For CI, it depends how you set it up but usually you would test each commit in the relation chain to ensure they’re cherry pickable, back portable. It also helps to push devs to make commits single well contained ideas. Patches higher up in the relation chain will build with the patches below it.

Often you’ll push a relation chain up, get reviews on all of them, get green from CI on all, and then merge them all together. Normally you would set it up to rebase the commits and ff merge them to main.

Kissaki ,

I'm glad I was able to establish a very mindful and structured approach to Git history in my team and project.

invertedspear , in What were your misconceptions about Git when you first started?

That it’s just like subversion but distributed. Both of those assumptions are wrong. It uses a lot of the same terminology as subversion, but most of the terms are conceptually different in sometimes major ways. It’s not really distributed unless you go out of your way to make it so. Most implementations use a single remote to sync back to on a regular basis. It is, however, really good about keeping changes in sequence locally until it can sync, something you can’t really do in subversion.

namingthingsiseasy , in What were your misconceptions about Git when you first started?
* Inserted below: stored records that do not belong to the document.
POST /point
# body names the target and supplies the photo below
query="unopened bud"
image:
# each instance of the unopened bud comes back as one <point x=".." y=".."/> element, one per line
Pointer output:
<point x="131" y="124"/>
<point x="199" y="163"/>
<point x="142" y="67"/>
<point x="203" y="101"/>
Git's internals are very easy to understand and once you know more about them, you'll have a much better idea of how it works (especially when it comes to tags and branches). They're so simple, you could even easily write your own scripts to parse git's internal data directory if you wanted to.

I would highly recommend reading about them: https://git-scm.com/book/en/v2/Git-Internals-Git-Objects#

FizzyOrange ,

They're not that simple because of packfiles. But yeah loose files are very simple. Also the documentation for packfiles is pretty bad. You end up reading other people's random notes and the Git source code. (I actually have written a Git client from scratch.)

magic_lobster_party , in What were your misconceptions about Git when you first started?

I don’t actually remember when I first learned Git. Maybe it was in a university lecture. I think my biggest struggles was learning how to resolve merge conflicts properly and efficient use of branching, but I never found any of the commands difficult to understand.